Looking for a particular Ryzen motherboard.

Luciana
Luciana
First Comment
edited March 2023 in Help Choosing Parts

Hello,

Im finally getting myself a new rig! I want a motherboard for Ryzen that has the ability for 2 monitors but most of all that can dual boot win 10/ Linux since I want to learn Linux.

I currently have an asus M5A97 on a FX 8300 and Win 7 and try as I must it wont boot linux at all (disabling secure boot, creating partition, running from usb, creating boot starters you name it) reading up on it apparently this and most asus uefi have a bad time with that, my favorite brand for mobos has been MSI in the past so Id be inclined towards that and avoid asus.

I havent assembled a machine in a few years but cant find a reliable answer about the mobo dual boot actually working anywhere.

could anyone suggest a mobo that fits that spec?
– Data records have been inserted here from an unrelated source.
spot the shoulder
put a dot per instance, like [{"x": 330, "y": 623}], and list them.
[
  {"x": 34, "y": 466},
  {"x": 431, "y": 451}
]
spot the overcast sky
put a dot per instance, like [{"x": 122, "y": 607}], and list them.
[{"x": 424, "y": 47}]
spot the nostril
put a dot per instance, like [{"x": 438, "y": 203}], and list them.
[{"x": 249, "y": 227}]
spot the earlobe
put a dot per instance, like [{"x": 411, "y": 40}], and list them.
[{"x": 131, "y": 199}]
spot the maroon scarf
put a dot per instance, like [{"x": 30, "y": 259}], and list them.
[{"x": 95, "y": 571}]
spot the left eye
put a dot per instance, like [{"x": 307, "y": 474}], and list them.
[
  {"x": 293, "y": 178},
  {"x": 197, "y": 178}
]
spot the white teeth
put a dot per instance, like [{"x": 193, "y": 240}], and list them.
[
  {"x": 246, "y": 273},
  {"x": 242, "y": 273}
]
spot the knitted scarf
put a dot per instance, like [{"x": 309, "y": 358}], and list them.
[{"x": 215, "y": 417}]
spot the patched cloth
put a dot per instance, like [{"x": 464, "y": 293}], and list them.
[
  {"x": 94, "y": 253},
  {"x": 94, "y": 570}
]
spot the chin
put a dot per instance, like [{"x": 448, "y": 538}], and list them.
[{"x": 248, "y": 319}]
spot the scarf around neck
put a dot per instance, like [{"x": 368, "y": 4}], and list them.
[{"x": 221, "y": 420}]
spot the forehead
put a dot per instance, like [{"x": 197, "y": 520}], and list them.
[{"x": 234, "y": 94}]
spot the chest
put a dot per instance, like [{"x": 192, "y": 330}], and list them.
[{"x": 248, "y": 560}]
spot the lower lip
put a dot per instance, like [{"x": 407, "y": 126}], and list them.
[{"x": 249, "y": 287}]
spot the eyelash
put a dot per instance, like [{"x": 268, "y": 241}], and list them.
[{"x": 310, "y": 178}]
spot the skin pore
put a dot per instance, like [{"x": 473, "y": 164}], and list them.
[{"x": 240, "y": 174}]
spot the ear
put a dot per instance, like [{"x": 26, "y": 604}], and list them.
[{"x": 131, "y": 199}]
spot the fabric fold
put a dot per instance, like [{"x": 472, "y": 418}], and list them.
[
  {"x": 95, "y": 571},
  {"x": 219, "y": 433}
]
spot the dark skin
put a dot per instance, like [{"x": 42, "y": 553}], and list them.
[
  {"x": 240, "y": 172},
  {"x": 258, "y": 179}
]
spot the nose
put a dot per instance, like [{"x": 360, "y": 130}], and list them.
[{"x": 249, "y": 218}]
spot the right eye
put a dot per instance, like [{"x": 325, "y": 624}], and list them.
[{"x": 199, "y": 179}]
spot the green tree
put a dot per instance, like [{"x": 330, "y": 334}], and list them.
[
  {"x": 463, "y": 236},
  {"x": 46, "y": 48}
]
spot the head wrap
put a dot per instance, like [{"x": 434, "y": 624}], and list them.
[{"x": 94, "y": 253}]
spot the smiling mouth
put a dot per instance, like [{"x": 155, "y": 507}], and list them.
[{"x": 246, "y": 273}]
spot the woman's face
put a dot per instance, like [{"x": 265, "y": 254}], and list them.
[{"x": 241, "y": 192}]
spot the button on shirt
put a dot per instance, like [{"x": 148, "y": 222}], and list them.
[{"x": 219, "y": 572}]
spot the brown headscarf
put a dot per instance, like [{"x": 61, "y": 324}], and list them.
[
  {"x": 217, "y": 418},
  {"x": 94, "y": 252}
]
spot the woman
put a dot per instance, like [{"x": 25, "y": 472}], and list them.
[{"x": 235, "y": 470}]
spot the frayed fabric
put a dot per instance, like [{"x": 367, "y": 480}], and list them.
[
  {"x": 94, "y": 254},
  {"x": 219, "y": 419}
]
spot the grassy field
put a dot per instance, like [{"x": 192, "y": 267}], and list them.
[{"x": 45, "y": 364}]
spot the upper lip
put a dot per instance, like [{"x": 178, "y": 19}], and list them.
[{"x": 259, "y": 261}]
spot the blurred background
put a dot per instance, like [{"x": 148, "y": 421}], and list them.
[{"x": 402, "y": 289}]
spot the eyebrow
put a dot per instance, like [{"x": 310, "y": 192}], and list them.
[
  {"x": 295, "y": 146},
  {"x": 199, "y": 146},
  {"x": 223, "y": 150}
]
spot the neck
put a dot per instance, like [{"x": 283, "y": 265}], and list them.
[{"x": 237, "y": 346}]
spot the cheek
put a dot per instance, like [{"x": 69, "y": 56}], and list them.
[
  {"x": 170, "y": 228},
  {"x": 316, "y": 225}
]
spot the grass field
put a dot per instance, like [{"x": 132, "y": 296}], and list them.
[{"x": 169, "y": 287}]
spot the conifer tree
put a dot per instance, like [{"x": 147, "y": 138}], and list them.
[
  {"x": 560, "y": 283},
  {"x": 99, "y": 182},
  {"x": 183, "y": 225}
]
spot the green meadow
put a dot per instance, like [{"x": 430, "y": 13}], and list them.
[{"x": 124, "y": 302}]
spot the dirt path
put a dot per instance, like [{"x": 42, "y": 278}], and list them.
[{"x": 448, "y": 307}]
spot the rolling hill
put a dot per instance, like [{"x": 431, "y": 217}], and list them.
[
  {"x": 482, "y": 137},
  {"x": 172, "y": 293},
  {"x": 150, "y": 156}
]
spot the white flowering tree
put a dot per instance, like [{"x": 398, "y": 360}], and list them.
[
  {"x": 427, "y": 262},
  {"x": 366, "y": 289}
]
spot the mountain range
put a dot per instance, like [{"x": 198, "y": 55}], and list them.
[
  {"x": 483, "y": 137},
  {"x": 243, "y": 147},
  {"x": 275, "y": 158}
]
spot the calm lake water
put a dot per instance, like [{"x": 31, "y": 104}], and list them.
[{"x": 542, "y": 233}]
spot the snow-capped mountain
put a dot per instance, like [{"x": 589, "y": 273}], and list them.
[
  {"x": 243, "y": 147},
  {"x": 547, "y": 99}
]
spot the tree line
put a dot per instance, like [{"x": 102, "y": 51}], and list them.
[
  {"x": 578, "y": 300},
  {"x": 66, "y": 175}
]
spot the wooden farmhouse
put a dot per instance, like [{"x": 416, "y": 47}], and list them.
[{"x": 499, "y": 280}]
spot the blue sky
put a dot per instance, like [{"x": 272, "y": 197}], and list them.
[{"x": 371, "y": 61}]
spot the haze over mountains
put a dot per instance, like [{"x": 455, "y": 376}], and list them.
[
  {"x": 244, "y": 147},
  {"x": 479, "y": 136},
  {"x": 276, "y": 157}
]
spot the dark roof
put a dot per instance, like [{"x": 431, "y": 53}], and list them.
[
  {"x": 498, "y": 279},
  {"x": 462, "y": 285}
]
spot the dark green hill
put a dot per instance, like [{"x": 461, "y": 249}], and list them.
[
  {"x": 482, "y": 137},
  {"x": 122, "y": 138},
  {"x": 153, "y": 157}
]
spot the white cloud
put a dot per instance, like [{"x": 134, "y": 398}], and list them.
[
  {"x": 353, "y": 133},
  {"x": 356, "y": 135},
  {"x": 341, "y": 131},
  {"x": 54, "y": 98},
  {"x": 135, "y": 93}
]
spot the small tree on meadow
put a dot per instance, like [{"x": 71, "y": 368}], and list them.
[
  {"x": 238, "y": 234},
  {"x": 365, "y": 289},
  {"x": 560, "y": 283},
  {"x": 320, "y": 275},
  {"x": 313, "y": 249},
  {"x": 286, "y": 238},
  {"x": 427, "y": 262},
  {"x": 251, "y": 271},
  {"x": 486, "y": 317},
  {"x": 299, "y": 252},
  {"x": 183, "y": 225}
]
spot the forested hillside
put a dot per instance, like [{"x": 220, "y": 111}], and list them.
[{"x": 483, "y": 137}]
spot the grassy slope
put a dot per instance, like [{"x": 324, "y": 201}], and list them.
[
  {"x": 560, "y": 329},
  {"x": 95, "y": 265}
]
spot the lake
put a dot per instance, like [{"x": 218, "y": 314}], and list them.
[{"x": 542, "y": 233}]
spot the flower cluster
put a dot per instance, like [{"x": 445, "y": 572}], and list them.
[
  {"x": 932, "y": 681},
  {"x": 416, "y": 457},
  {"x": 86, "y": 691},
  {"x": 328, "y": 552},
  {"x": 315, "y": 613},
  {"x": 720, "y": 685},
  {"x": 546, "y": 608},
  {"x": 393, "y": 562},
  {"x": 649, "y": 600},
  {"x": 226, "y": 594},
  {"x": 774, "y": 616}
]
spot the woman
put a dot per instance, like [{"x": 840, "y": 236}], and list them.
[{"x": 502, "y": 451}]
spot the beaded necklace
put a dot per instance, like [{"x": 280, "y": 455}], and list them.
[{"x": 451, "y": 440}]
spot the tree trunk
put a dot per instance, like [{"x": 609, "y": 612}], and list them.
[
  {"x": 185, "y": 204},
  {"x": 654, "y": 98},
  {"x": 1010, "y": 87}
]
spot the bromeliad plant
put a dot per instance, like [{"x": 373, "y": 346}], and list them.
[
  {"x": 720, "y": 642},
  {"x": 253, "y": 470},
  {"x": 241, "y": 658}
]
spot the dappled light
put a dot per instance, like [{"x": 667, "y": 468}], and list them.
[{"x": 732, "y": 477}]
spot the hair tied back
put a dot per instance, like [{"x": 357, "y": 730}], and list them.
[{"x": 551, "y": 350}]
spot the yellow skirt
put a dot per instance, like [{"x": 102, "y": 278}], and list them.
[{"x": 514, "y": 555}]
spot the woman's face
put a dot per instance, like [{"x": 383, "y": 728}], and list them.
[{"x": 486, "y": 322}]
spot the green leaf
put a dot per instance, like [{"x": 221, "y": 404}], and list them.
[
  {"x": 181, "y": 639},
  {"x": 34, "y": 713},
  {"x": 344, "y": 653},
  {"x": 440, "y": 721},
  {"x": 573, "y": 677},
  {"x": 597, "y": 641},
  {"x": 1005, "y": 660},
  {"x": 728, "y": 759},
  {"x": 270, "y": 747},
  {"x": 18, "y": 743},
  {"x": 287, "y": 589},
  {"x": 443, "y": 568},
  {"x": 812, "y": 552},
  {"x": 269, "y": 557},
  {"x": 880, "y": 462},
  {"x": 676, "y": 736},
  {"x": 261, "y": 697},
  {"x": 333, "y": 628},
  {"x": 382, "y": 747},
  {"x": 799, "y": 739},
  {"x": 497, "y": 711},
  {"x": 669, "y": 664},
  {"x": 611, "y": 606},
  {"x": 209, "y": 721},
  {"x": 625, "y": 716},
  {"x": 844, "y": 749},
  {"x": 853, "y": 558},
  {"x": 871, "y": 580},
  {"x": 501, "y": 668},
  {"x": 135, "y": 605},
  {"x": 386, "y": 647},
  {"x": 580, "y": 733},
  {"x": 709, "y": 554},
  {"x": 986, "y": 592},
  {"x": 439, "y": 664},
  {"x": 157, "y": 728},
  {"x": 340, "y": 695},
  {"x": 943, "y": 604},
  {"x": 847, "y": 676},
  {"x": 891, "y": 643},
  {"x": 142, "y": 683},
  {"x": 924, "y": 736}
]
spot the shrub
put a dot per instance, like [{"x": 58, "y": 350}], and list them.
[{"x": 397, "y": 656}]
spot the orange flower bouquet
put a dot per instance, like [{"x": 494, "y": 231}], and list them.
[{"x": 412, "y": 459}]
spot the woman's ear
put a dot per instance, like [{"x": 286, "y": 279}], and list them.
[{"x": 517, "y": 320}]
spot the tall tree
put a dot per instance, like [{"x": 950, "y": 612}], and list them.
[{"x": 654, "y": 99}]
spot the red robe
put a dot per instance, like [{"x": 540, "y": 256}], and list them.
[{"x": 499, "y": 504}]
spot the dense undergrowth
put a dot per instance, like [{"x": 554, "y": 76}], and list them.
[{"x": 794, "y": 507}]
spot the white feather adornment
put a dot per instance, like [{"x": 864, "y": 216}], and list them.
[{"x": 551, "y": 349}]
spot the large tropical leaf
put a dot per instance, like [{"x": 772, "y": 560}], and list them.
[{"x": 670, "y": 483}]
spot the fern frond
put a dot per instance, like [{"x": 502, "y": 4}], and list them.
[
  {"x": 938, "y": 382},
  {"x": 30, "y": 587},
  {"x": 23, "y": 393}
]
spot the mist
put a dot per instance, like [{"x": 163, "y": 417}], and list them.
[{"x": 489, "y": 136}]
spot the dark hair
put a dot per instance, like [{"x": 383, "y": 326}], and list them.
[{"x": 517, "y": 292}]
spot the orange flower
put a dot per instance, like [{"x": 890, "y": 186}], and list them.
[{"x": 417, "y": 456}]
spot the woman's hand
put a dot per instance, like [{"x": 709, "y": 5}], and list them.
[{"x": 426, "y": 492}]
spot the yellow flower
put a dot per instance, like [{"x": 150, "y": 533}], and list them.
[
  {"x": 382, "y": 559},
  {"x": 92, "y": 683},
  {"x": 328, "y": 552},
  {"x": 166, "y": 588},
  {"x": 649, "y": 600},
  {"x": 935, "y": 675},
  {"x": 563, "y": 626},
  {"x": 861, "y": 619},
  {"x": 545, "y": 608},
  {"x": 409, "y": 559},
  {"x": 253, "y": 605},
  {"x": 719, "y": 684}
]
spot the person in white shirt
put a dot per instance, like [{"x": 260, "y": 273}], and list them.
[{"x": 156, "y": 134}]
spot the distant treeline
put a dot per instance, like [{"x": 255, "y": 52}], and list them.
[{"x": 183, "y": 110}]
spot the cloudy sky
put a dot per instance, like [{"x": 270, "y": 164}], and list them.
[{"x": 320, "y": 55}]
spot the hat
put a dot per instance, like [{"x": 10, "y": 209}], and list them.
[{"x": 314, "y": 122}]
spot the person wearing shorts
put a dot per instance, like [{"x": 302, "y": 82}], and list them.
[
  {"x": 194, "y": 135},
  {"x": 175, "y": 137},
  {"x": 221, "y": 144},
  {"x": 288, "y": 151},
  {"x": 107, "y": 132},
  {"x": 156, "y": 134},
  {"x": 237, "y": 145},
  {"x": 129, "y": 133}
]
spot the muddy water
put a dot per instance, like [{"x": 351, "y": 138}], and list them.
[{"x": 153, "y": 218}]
Im looking at Ryzen 5+ and RTX series with 16ram at least for the rig purpose being some undemanding gaming (WoW, D4, Swtor, Lost Ark etc) but high demanding 3d programs Blender/Maya/Zbrush

Answers

  • magarity
    magarity ✭✭✭✭
    500 Comments Third Anniversary 25 Answers 25 Up Votes

    Is there a particular reason you need linux as the host operating system? I use a virtual computer for linux all the time with windows 11 and it works fine.

  • I want to learn Linux and eventually transition to it instead of win 11 so I dont want a virtual sandbox.

  • gqrbqge
    gqrbqge ✭✭✭
    Second Anniversary 25 Insightfuls 10 Comments 5 Up Votes

    I have an X570 and its pretty good for the price

  • PowerSpec_MikeW
    PowerSpec_MikeW PowerSpec Engineer
    2500 Comments Fifth Anniversary 100 Answers 250 Likes

    @Luciana

    I use Linux occasionally with various modern boards, AM4/AM5 and I really haven't had any issues. With Secure Boot if you're using the latest version of Ubuntu or FreeBSD they're signed. Debian, Arch linux you'll have an issue, but can simply disable it. Or if want to learn more about UEFI and Secure Boot you can make and add additional keys to allow those distro's to boot. If you have a board or a price range for a board, I may have it or a similar board I can install Linux on as a test.

    As for your issue with the older board. Probably is a UEFI problem. I'd just enable CSM in your BIOS and install it in legacy mode. Make sure the OS partition is set active.